Casablanca 2030 : peut-elle devenir un hub africain à la hauteur de ses ambitions ?

Casablanca 2030 : peut-elle devenir un hub africain à la hauteur de ses ambitions ?
Casablanca, ville tentaculaire de plus de 4 millions d’habitants, capitale économique du Maroc, concentre à elle seule près de 32 % du PIB national, et abrite le siège de la majorité des grandes entreprises du pays. Carrefour d’infrastructures, point d’ancrage de la finance et de l’industrie, elle aspire depuis plusieurs années à devenir non seulement un centre régional de décision, mais aussi un véritable hub continental, à l’image de Dubaï, Johannesburg ou Nairobi.
À l’horizon 2030, cette ambition pourrait se concrétiser. Mais la question reste posée : Casablanca a-t-elle les moyens structurels, humains et politiques de devenir une métropole africaine de rang mondial ? Peut-elle réellement jouer le rôle de plateforme entre l’Afrique subsaharienne, l’Europe et le monde arabe ? Quels sont ses atouts, ses limites, et les défis à surmonter ?
Casablanca bénéficie d’un positionnement géographique stratégique. Située sur l’axe transatlantique, connectée à l’Europe en quelques heures de vol, et désormais de plus en plus reliée aux capitales africaines grâce à Royal Air Maroc et à des compagnies régionales, la ville est naturellement appelée à jouer un rôle de plateforme logistique, commerciale et financière.
Cette ambition a été structurée autour de plusieurs projets majeurs :
Le développement du port de Tanger Med, à l’échelle nationale, mais dont Casablanca tire des bénéfices indirects en matière d’échanges.
La création de Casablanca Finance City (CFC), zone dédiée aux sièges régionaux de multinationales et aux services financiers à vocation panafricaine.
La rénovation des infrastructures urbaines, avec le tramway, les zones industrielles modernisées (Aïn Sebaâ, Nouaceur), et des programmes de logements.
L’installation de sièges d’entreprises internationales, notamment dans les secteurs de l’énergie, de la banque, des télécoms, de l’aéronautique et de la pharmacie.
Casablanca Finance City a réussi à attirer plus de 200 entreprises à forte dimension africaine, devenant ainsi une passerelle administrative et fiscale pour les investissements vers l’Afrique de l’Ouest et centrale. Des institutions financières telles que Barclays Africa, BNP Paribas, Allianz, Axa, Société Générale ou encore des cabinets de conseil comme Boston Consulting Group y ont établi leur base continentale.
Mais Casablanca est aussi victime de son propre dynamisme.

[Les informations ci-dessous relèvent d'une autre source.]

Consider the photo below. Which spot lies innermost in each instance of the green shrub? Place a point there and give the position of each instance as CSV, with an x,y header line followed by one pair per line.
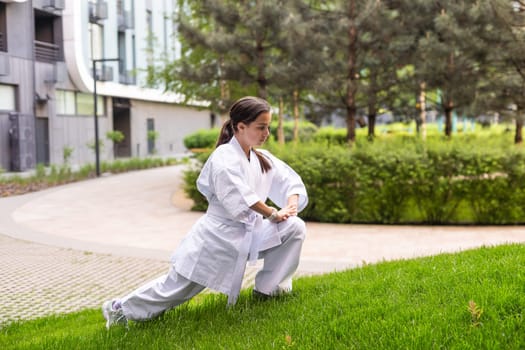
x,y
331,136
306,131
404,180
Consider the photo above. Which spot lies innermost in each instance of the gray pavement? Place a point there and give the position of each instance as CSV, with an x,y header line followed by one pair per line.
x,y
73,246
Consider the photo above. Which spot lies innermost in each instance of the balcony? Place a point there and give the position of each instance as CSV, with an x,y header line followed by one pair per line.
x,y
127,78
47,52
125,21
3,44
98,11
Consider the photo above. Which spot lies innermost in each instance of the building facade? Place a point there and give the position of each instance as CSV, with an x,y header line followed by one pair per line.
x,y
59,59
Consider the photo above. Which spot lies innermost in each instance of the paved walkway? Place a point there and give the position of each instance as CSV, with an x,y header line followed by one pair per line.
x,y
71,247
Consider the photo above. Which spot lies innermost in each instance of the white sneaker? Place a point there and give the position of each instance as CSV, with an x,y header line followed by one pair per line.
x,y
113,316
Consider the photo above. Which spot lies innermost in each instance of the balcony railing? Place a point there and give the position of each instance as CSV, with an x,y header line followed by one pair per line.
x,y
3,46
47,52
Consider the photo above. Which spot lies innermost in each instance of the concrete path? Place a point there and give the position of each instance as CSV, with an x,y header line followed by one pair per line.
x,y
73,246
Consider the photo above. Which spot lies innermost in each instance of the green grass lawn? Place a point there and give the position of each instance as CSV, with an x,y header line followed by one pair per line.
x,y
470,300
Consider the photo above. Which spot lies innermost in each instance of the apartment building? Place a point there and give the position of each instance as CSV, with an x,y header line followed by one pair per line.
x,y
61,58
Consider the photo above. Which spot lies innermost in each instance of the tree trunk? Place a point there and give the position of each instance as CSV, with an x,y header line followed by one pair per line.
x,y
518,137
449,107
371,126
351,86
296,115
261,74
422,111
280,132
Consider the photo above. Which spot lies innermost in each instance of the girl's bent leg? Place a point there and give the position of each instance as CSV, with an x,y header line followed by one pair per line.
x,y
159,295
281,262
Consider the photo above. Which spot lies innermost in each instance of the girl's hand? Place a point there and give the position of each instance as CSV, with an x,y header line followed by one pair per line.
x,y
286,212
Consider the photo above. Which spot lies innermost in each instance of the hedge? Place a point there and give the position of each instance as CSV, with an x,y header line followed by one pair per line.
x,y
405,181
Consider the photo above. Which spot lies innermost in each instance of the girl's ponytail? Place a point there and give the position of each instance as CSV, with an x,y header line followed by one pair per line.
x,y
226,133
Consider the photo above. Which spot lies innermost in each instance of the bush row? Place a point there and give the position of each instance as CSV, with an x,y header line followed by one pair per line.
x,y
412,182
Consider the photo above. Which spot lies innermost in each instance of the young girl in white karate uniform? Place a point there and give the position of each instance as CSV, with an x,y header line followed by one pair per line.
x,y
237,227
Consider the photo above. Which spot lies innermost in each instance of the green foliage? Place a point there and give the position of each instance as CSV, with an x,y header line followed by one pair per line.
x,y
116,136
153,135
331,136
307,130
67,152
92,145
469,300
401,179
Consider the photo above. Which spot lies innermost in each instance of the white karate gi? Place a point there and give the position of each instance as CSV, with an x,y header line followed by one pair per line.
x,y
215,251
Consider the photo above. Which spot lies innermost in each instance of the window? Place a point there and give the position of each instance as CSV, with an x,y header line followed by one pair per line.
x,y
96,38
65,102
71,103
48,35
7,98
3,28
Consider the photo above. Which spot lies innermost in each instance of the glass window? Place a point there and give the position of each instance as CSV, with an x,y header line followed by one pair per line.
x,y
65,102
7,97
96,39
85,104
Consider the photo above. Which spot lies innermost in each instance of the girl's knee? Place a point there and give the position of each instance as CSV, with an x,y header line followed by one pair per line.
x,y
297,227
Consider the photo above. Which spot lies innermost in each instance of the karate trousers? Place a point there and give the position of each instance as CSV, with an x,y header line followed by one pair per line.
x,y
172,289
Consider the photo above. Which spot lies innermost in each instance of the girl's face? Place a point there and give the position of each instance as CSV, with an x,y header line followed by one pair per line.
x,y
255,133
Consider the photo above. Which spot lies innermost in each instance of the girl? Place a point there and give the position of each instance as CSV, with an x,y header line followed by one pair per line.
x,y
238,226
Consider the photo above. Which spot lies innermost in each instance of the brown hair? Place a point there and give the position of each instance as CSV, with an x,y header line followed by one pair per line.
x,y
245,110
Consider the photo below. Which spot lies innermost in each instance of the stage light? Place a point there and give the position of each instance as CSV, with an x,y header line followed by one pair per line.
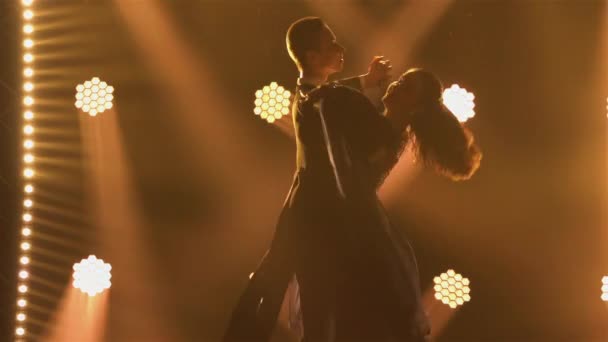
x,y
28,101
272,102
452,289
460,102
92,275
27,217
94,96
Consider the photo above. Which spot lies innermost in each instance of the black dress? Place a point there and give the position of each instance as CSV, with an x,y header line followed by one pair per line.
x,y
357,275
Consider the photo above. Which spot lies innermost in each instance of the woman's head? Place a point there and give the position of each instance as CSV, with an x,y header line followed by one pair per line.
x,y
440,140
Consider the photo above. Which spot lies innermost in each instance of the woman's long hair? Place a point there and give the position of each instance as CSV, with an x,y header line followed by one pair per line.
x,y
439,139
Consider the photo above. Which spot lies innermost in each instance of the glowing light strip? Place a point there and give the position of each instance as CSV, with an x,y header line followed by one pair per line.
x,y
28,169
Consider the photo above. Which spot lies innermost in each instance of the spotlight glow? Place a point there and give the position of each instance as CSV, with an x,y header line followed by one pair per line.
x,y
28,58
452,289
28,173
27,217
28,129
460,102
272,102
92,275
94,96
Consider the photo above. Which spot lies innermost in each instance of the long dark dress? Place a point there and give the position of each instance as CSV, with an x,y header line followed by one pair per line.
x,y
357,277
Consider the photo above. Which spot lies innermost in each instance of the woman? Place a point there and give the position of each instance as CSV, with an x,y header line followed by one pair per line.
x,y
357,275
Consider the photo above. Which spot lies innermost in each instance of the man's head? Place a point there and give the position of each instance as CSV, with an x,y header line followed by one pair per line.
x,y
313,47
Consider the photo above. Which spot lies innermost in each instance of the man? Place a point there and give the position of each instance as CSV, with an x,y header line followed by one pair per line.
x,y
313,48
317,55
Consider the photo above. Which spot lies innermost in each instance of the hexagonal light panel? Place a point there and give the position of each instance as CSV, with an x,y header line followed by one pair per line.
x,y
92,275
272,102
94,96
452,289
460,102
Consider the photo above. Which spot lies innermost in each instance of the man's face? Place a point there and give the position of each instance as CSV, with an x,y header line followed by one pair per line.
x,y
329,58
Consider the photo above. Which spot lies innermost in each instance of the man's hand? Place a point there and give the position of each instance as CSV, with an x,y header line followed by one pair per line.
x,y
378,73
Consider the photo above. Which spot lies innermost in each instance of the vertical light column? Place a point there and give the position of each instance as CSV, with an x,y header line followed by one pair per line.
x,y
28,167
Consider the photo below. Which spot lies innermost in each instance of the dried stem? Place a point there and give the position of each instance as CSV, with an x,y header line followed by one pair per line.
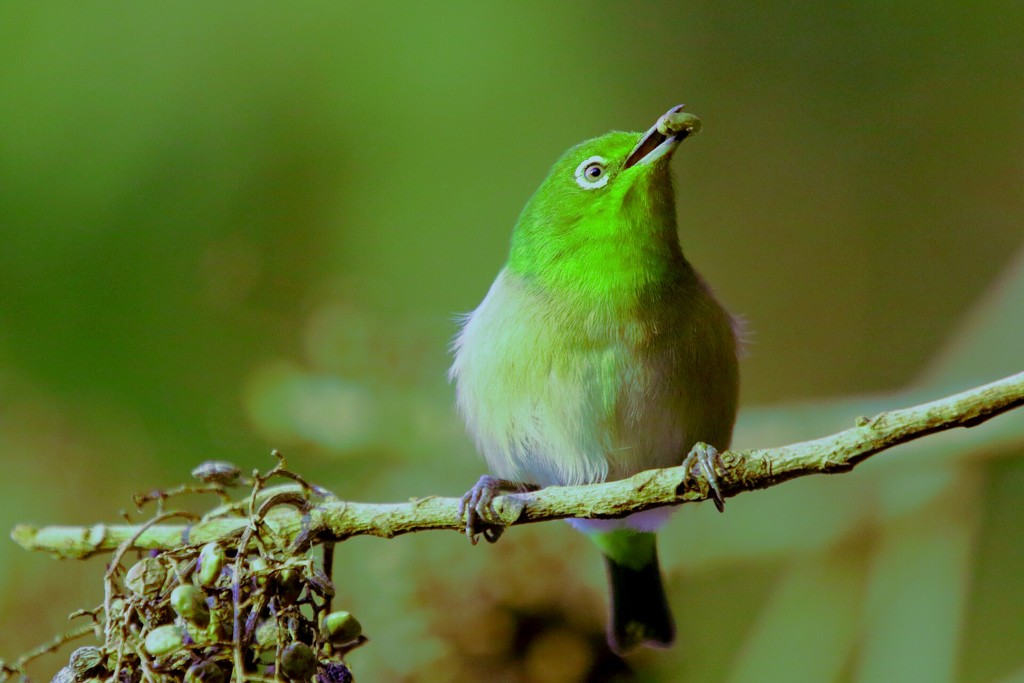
x,y
334,520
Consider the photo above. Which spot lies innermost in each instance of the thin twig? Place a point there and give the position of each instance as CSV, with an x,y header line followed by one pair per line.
x,y
741,471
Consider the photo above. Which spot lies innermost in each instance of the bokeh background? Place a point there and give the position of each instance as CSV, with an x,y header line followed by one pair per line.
x,y
226,227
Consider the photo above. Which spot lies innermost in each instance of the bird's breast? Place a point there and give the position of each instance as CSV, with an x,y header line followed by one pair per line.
x,y
562,392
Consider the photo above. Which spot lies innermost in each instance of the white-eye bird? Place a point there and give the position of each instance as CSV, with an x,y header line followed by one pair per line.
x,y
599,352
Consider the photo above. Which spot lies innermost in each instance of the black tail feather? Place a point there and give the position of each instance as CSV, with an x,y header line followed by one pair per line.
x,y
639,612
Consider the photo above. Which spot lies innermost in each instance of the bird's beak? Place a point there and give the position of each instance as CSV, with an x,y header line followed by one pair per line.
x,y
664,137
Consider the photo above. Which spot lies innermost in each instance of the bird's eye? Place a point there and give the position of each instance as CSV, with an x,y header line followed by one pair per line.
x,y
592,173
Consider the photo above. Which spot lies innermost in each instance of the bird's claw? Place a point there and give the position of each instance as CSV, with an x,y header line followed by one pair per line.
x,y
700,461
477,507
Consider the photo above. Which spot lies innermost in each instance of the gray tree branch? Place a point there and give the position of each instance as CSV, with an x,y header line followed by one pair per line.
x,y
333,519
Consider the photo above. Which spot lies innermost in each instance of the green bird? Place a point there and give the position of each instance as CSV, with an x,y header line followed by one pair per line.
x,y
600,352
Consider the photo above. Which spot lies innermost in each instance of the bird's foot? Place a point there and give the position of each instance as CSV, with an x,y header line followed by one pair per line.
x,y
700,461
477,507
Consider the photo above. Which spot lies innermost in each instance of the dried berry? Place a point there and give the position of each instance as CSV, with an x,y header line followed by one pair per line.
x,y
164,640
85,660
211,560
188,603
341,627
298,662
145,578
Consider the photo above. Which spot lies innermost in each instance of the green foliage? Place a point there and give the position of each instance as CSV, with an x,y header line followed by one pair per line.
x,y
226,227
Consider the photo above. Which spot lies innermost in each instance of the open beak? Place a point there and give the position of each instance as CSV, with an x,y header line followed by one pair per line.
x,y
664,136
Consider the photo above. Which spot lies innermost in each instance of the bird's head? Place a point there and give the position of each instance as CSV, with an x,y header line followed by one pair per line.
x,y
604,204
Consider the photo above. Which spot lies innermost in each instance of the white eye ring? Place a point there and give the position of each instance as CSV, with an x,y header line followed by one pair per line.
x,y
592,173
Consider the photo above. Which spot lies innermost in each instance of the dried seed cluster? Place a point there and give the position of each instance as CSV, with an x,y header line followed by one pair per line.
x,y
253,604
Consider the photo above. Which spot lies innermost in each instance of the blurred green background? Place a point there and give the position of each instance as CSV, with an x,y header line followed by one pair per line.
x,y
226,227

Les défis sont nombreux :
Une urbanisation rapide et désorganisée, avec des quartiers saturés, un habitat informel persistant et des embouteillages chroniques.
Une pollution atmosphérique et sonore de plus en plus préoccupante.
Un déséquilibre entre zones industrielles et zones résidentielles, entraînant des difficultés de mobilité.
Une inégalité sociale et spatiale marquée, avec des écarts importants de développement entre les arrondissements.
À cela s’ajoutent les défis classiques des métropoles africaines : gouvernance morcelée, coordination difficile entre acteurs publics, faible autonomie financière des collectivités locales, lourdeur administrative pour les investisseurs étrangers.
Pour passer à l’échelle supérieure, Casablanca devra accélérer sa mutation vers un modèle métropolitain intégré, qui repose sur :
Une planification urbaine à long terme, intégrant les besoins de logement, de transport, d’espaces verts et d’emplois.
Une modernisation de la gouvernance locale, avec un pouvoir renforcé du conseil de la ville et une coordination avec les instances régionales.
Une politique ambitieuse de digitalisation des services publics et de simplification administrative.
Un effort massif en faveur de l’innovation urbaine, avec la création de pôles technologiques, de hubs culturels et d’espaces d’expérimentation.
Le potentiel de Casablanca est indéniable. La ville peut s’appuyer sur une jeunesse formée, des universités reconnues, un écosystème entrepreneurial en croissance, et une dynamique d’ouverture vers l’Afrique. Le Maroc lui-même a fait de la coopération sud-sud une priorité diplomatique, et Casablanca en est l’un des bras opérationnels.
Si elle parvient à renforcer sa résilience urbaine, à mieux gérer sa croissance, à attirer des talents africains et à positionner son offre de services sur des niches continentales (finance verte, industrie légère, conseil, formation, tech…), Casablanca pourra devenir l’un des pôles majeurs de l’Afrique de demain.
Mais cette ambition ne se décrète pas. Elle se construit, avec constance, transparence, investissement, inclusion et vision. Casablanca a le potentiel, encore faut-il lui donner les moyens de devenir la vitrine moderne d’un Maroc tourné vers l’Afrique et de s’imposer comme une capitale économique continentale incontournable d’ici 2030.